A few of us kids hanging over the fence tried to call some of the players over. A couple of older players, Cesar Tovar and Jim Fregosi, nodded and smiled. Others ignored us, but Roy came over with a big grin. “How you guys doin’?”
“Can we have your autograph?” Arms stretched out. Scorecards riffling in the wind.
He snapped a ball into the pocket of his glove. “Sorry guys. The rules say we can’t do it while the game’s in progress. But stick around. I’ll sign when the game’s over.”
I got up my courage and leaned over the fence. “Nice hit,” I called out.
“Thanks. It felt good.” Roy took a mighty pretend swing and we all shouted, “BAM!”
“How do you like the majors?” asked Pete.
“Hey, I’m getting paid to do something that’s fun. How can you beat that?”
He jogged off and we watched as he horsed around with some others, imitating their fielder’s crouches and batting stances. He had as much energy as a little leaguer at his first game.
The bright, artificial light poured down on the glistening grass as men unfurled the tarps. The Public Address announcer reported that the game would resume, so we hiked up the aisle and slid back into our seats. A light drizzle fell, almost a mist, but the players warmed up in earnest, pitcher toeing the dirt around the mound, infielders whipping the ball back and forth across the field. Then it began to rain harder. Rumbling thunder. Zigzagging lightning. Those still huddled in the stands held scorecards and yearbooks over their heads and raced for the exits. The retreating umpires called the game after only four innings, wiping it from the official records. Too bad Roy Smalley’s hit wouldn’t count, I thought.
We stared at the empty Oriole dugout. “Come on,” I said. “Let’s go down to the Texas dugout. Just for a minute.”
By the time we got there we were as soaked as the grounds crew pulling the tarps over the sodden infield. We gripped the fence, leaned in and peered around the side of the dugout. The rain danced amidst the litter of paper cups, sunflower seeds and tobacco. Then a door creaked open and a player burst out. I watched the rain turn his blue cap nearly black. It was Roy Smalley. “Sorry about the game,” he said. “Let me sign those for you.”

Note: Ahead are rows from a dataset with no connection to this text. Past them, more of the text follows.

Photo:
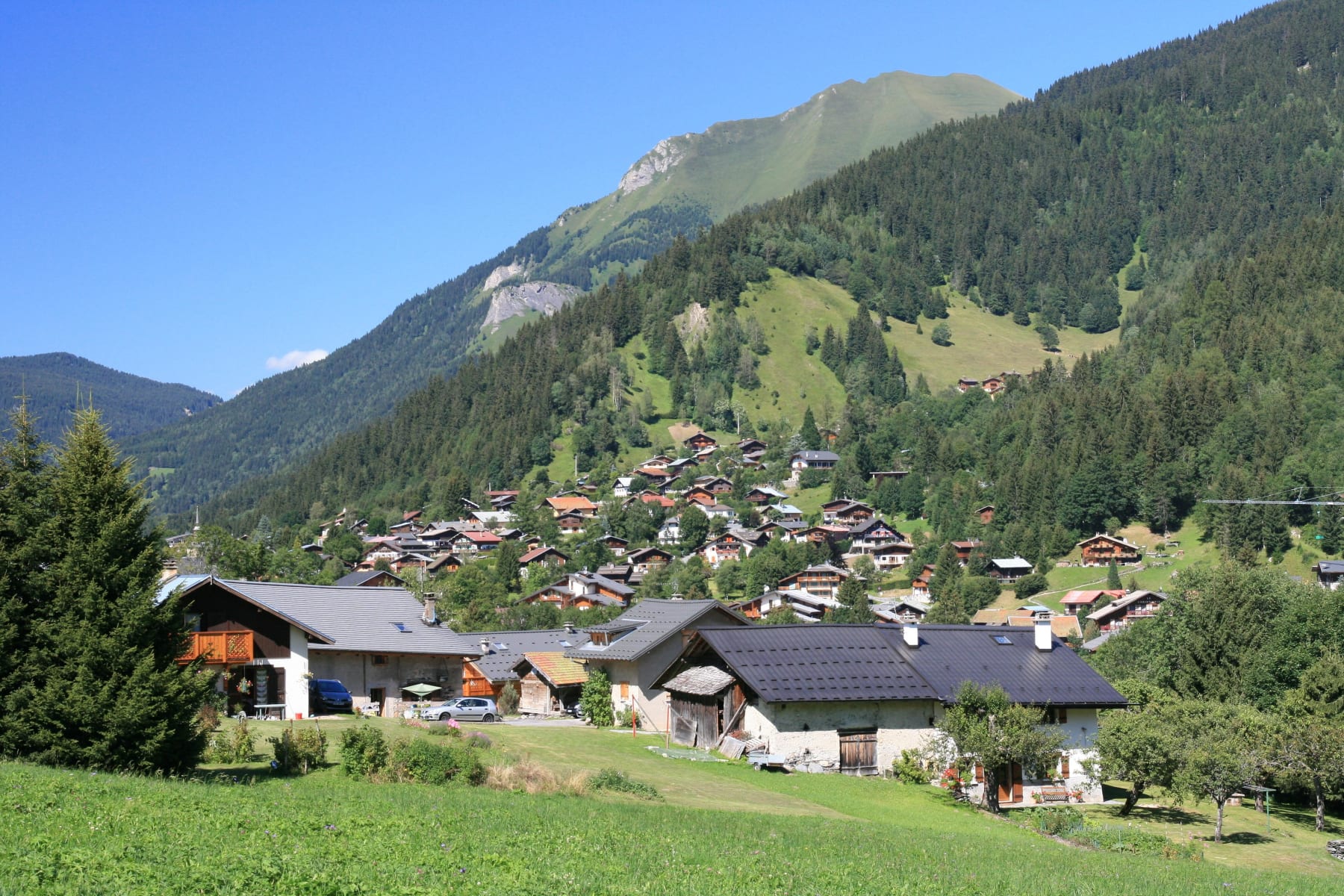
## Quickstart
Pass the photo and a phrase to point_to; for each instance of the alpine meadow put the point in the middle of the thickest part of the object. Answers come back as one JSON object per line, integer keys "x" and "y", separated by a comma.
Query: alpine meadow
{"x": 927, "y": 489}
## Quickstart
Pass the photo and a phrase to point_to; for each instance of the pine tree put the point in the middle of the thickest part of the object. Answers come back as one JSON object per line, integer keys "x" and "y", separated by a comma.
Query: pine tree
{"x": 1113, "y": 578}
{"x": 105, "y": 688}
{"x": 25, "y": 505}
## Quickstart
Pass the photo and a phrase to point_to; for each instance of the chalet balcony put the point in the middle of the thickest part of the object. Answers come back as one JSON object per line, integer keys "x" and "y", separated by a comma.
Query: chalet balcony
{"x": 220, "y": 647}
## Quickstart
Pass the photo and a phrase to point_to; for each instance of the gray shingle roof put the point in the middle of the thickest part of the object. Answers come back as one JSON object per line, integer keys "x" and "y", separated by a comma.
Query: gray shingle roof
{"x": 507, "y": 648}
{"x": 818, "y": 662}
{"x": 827, "y": 662}
{"x": 356, "y": 618}
{"x": 647, "y": 623}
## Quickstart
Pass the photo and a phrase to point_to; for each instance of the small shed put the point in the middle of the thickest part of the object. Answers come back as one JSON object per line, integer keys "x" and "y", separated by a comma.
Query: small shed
{"x": 549, "y": 682}
{"x": 706, "y": 703}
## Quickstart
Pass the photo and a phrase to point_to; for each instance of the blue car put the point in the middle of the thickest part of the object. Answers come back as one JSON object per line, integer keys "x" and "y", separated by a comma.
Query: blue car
{"x": 327, "y": 696}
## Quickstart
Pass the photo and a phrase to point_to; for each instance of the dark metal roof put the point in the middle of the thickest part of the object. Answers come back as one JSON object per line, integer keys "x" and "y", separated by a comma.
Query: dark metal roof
{"x": 510, "y": 648}
{"x": 818, "y": 662}
{"x": 827, "y": 662}
{"x": 650, "y": 623}
{"x": 951, "y": 655}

As Roy stepped back toward the dugout, he turned again, smiling, faked a hit, and waved.
Postscript: Nearly thirty-seven years later, I still have his scrawled pencil signature on a scorecard page crinkled from rain. I was so impressed by Roy Smalley’s generosity to a few bedraggled teenage fans, that I wrote a letter, thanking him. A short time later I received a personal response on Texas Rangers stationery. From then on, I followed Roy as he played for the Twins, Yankees and White Sox through 1987 when he retired after playing in the World Series, topping off a fine career featuring 1,454 base hits and 163 home runs.